/ 24 July 2009

TAKE2: Gill Marcus, dressed for success?

At President Jacob Zuma’s press conference to announce the replacement of Reserve Bank Governor Tito Mboweni with Gill Marcus, the threads appeared more revealing of a potential attitude-shift at the SARB than the tealeaves.

On the dais, Mboweni (the Posh Spice of the South African economy?) in his sharp, presumably bespoke suit and silk tie, cut a figure in distinct contrast to his successor (Scary Spice?) in a shapeless kaftan.

Delving between the lines of statements from market watchers, business and the trade unions, though, it appears Marcus’s “Spring” range is more popular than Mboweni’s “Fall” collection — especially with the left.

If Congress of South African Trade Unions general secretary Zwelinzima Vavi is to be believed, frumpy is the new black.

Marcus, in her loose, airy kaftans is more consultative and open to engagement, general thinking goes, and it is within those billowing loose folds that Vavi hopes government will find the “space to implement” its mandate. Which hopefully extends beyond doling out free T-shirts at imbizos and sod-turnings.

This, in sharp contrast to Mboweni’s penchant for keeping himself to himself in snugly fitted suits that left no space for alternative voices and chafed, especially on the left. The outgoing governor’s tailoring — with many suits handmade by Paul Reso — constrained the inflation around his mid-riff as tightly as his inflation-targeting constrained economic growth, his detractors suggest.

Following the announcement, Rand Merchant Bank’s chief economist, Rudolf Gouws, told media outlets that Marcus’s style and substance made it easier for her to explain and get unpopular economic policy decisions accepted. This, not merely because she wouldn’t have a Cohiba clenched firmly between her teeth while nattering on.

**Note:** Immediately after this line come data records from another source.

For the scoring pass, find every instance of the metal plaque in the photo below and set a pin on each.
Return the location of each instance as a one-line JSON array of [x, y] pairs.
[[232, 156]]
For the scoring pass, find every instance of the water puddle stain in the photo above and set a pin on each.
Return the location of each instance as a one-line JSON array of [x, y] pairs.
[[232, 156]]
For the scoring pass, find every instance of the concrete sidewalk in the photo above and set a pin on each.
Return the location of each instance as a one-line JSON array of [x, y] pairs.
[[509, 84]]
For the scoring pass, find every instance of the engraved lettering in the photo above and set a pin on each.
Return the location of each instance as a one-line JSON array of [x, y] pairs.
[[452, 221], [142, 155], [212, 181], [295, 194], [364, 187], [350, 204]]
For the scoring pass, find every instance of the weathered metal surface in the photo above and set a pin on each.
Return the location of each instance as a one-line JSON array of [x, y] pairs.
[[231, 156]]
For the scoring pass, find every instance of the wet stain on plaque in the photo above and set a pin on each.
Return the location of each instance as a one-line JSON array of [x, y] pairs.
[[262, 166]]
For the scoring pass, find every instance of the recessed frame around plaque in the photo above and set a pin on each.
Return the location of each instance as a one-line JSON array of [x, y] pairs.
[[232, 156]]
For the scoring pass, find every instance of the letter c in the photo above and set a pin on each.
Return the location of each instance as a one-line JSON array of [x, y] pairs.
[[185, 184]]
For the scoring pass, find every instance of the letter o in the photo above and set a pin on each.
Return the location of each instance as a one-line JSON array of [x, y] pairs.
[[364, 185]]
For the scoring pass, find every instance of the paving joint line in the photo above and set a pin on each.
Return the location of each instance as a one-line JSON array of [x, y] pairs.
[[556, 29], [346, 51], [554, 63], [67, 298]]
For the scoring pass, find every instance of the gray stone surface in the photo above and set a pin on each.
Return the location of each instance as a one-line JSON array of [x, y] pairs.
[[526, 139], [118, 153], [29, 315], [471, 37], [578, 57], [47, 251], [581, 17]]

Analysts also suggest that while Marcus will engage more often with journalists, unions, business and the rest of the real world between monetary policy committee meetings, she remains cut from a similar cloth to the often-distant Mboweni on policy, and no seismic shifts are predicted in this regard.

While sometimes appearing as formidable as the battleship Bismarck, the 59-year-old Marcus is, in fact, considered more genial than her irascible and haughty predecessor, whose attitude to photographers often resembled Naomi Campbell aiming cellphones at housekeepers who may-or-may-not have nicked a pair of jeans scheduled for an Oprah appearance.

Marcus, the former Absa Bank chairperson, is “dovish” compared to Mboweni’s preening peacock is the general consensus.

And with the rand gaining against the dollar after Sunday’s announcement, the markets appeared comforted by Marcus’s matriarchal presence, as were the unions — a seduction technique the metrosexual Mboweni never managed to master, despite — judging by Mail & Guardian file pictures from the early 1990s — a latter-day discovery of exfoliating scrubs and facials.